THE WORDS -- silver butterflies -- conjure up fabulous images. What could be lovelier -- more delicate, more graceful? Fluttering through the air, such creatures must bring joy to all who see them. And no doubt they do, even if they exist only on graph paper in the world of big-time, hotshot finance.

For a silver butterfly is an imaginative device designed to reduce the taxes some people pay. It has accomplished that for plenty of people; but it is now bringing little joy to Donald T. Reagan, the choice of President-elect Reagan to be secretary of the Treasury. The company Mr. Reagan heads, Merrill Lynch, Pierce, Fenner & Smith, helped popularize the silver butterflies, and to some members of Congress that is a serious defect in a prospective Treasury official.

In highly simplified terms, a financial butterfly starts life like this: you buy, say in July, 100 ounces of silver to be delivered to you in January. Simultaneously, you sell to someone else the same amount of silver to be delivered to him in December. If the price goes up, you will make a profit on the silver you bought and have an identical loss on the silver you sold. So what good has it done you? None, except you can take the loss in December (during one tax year) and the gain in January (during another tax year).

Add another half-dozen or so similar transactions to your portfolio and, if you are shrewd enough, you have a butterfly that will generate a short-term loss this year and a long-term gain next year. That's where the magic (and the joy) comes in. The short-term loss will balance off on your tax return the short-term gains you have made elsewhere. If it doesn't, those gains will be taxed, in the top bracket, at 70 percent. The long-term gain will be taxed next year at 28 percent. So if you have a $50,000 short-term gain this year, the proper butterfly will transform your tax liability from $35,000 now to $14,000 a year from now. (It's called a butterfly because the transactions look something like one when plotted on graph paper. It's silver because that is the commodity most often used. It could be soybeans, but who would enjoy owning a soybean butterfly?)

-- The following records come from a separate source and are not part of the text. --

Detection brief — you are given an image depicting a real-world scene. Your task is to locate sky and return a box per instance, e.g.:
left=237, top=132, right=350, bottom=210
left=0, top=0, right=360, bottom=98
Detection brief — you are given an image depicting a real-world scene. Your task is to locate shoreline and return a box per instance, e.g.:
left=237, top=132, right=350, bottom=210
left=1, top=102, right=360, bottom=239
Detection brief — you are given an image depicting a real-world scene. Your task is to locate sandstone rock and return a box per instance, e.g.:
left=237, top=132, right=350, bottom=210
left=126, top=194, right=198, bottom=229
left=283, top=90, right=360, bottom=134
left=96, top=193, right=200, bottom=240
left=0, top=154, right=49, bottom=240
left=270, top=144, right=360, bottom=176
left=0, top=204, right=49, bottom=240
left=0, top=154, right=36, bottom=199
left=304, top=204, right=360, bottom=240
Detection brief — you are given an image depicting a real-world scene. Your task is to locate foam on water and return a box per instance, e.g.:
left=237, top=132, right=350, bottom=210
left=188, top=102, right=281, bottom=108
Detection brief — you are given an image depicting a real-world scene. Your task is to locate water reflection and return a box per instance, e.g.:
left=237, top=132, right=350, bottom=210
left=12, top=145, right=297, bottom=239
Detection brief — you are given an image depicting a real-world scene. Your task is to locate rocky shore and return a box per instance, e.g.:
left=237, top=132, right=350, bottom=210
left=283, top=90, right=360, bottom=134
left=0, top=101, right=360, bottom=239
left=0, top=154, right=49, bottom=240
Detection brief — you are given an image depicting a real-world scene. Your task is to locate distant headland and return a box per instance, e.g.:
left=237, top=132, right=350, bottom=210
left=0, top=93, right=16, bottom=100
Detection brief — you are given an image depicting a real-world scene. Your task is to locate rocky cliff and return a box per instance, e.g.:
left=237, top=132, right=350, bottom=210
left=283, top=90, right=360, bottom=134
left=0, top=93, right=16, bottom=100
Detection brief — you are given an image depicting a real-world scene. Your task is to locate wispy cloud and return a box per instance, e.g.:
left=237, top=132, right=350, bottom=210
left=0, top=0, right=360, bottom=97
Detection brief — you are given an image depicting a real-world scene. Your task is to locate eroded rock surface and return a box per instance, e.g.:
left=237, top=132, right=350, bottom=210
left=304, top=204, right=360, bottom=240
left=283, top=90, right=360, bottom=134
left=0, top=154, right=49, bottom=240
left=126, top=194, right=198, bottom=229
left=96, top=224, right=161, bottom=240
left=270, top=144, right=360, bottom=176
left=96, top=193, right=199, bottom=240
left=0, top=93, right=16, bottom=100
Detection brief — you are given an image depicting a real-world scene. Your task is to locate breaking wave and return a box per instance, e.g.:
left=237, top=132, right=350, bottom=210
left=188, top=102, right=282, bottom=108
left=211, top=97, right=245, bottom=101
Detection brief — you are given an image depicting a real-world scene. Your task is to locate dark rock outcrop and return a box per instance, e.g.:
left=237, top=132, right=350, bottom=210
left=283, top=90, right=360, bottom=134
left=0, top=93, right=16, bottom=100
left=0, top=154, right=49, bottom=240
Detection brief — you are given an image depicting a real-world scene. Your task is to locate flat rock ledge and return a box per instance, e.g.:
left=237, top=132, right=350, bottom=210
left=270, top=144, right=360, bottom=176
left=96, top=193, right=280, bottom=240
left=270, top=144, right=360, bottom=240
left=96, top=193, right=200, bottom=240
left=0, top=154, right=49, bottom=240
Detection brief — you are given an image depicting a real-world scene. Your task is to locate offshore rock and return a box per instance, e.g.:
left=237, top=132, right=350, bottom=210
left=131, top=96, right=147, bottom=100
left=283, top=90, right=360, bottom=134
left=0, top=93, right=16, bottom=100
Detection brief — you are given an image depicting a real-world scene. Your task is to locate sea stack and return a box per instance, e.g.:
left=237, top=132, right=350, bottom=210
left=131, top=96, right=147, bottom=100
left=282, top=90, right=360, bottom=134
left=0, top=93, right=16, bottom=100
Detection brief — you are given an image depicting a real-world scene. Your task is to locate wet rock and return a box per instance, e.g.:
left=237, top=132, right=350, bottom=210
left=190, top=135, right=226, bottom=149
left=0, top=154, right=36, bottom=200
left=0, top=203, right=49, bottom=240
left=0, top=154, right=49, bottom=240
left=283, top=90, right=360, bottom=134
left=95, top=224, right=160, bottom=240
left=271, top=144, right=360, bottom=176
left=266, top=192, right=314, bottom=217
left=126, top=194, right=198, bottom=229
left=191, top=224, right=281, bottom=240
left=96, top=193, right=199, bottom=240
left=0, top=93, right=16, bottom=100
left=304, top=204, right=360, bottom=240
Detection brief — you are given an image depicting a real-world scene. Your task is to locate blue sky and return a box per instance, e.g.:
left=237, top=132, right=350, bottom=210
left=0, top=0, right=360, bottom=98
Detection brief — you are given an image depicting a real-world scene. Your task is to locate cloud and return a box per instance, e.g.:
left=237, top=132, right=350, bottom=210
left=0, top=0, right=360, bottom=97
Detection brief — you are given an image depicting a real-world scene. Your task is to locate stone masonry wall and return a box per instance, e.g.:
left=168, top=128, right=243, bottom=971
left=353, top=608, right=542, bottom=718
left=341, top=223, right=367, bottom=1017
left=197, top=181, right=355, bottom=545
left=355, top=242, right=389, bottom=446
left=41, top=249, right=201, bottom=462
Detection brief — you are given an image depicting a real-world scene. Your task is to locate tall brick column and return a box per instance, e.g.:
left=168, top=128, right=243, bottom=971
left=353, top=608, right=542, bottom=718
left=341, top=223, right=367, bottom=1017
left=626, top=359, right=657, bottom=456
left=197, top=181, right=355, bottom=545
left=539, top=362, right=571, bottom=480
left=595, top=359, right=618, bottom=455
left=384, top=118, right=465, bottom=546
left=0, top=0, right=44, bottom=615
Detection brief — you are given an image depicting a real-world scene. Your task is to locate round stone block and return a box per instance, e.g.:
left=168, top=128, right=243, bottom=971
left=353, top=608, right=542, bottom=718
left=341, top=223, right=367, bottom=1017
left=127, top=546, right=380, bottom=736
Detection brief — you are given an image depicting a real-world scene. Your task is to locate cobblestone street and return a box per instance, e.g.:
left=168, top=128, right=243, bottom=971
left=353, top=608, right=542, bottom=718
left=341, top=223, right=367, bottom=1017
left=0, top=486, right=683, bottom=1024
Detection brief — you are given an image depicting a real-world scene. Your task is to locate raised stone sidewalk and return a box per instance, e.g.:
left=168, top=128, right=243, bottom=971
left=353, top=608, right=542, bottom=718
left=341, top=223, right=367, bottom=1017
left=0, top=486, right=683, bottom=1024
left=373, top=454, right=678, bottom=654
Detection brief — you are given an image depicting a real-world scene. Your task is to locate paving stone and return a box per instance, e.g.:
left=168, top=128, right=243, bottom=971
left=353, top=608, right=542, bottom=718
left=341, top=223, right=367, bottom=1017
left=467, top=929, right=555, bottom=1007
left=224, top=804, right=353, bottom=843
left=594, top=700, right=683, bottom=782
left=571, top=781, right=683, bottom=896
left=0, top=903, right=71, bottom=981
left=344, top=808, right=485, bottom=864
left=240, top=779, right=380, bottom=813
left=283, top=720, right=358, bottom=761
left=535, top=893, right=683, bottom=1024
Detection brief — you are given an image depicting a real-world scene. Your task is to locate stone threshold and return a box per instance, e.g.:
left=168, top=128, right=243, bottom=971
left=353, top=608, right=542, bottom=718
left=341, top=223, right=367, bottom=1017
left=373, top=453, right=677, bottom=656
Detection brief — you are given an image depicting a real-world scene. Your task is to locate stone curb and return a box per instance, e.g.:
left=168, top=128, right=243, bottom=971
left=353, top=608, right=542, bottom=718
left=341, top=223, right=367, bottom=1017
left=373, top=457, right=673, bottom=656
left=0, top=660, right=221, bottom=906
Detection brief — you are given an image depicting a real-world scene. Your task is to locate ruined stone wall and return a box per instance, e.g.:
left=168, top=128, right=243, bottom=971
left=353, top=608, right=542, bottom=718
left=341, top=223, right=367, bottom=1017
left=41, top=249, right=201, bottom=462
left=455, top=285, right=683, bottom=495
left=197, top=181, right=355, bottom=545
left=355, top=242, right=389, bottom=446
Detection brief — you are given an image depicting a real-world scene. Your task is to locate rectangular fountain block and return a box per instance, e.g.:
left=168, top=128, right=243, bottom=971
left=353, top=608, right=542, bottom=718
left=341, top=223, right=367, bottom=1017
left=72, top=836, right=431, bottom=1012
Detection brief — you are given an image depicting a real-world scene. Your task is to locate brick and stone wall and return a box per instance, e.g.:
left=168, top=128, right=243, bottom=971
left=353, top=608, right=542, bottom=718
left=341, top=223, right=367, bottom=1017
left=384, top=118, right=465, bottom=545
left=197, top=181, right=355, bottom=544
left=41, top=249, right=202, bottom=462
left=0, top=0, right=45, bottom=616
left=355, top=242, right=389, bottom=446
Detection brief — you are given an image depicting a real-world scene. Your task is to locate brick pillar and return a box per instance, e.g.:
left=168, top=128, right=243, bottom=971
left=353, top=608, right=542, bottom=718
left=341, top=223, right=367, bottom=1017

Is this arrangement a sham that the tax collectors can reject? The IRS says it is, but some tax lawyers argue it isn't; the courts will have the final word. Is it a sufficiently dubious tax avoidance device to put in question the qualifications of Mr. Reagan? It seems to us to be no more dubious than a dozen other schemes used over the years for the same purpose.

Some members of Congress, however, doubt that a man whose firm made millions of dollars by recommending such a questionable tax-avoidance scheme should be in overall charge of the IRS. But the trouble does not lie with him -- although he would have to disqualify himself from any matters involving Merrill Lynch -- his company or the silver butterflies. It lies with a crazy-quilt tax system that puts a premium on this kind of ingenuity.

The tax laws are so full of loopholes that investment advisers and lawyers almost have an obligation to help their clients find them. When a tax system is so complex and so hazy in its details that almost nothing is illegal until it is litigated, these advisers will inevitably invent new gimmicks that are, at best, questionable. If the Senate Finance Committee wants to do the country a favor, it will use the emergence of the silver butterflies as an occasion not to flog Mr. Reagan but to get the net -- with a serious effort to simplify the tax laws.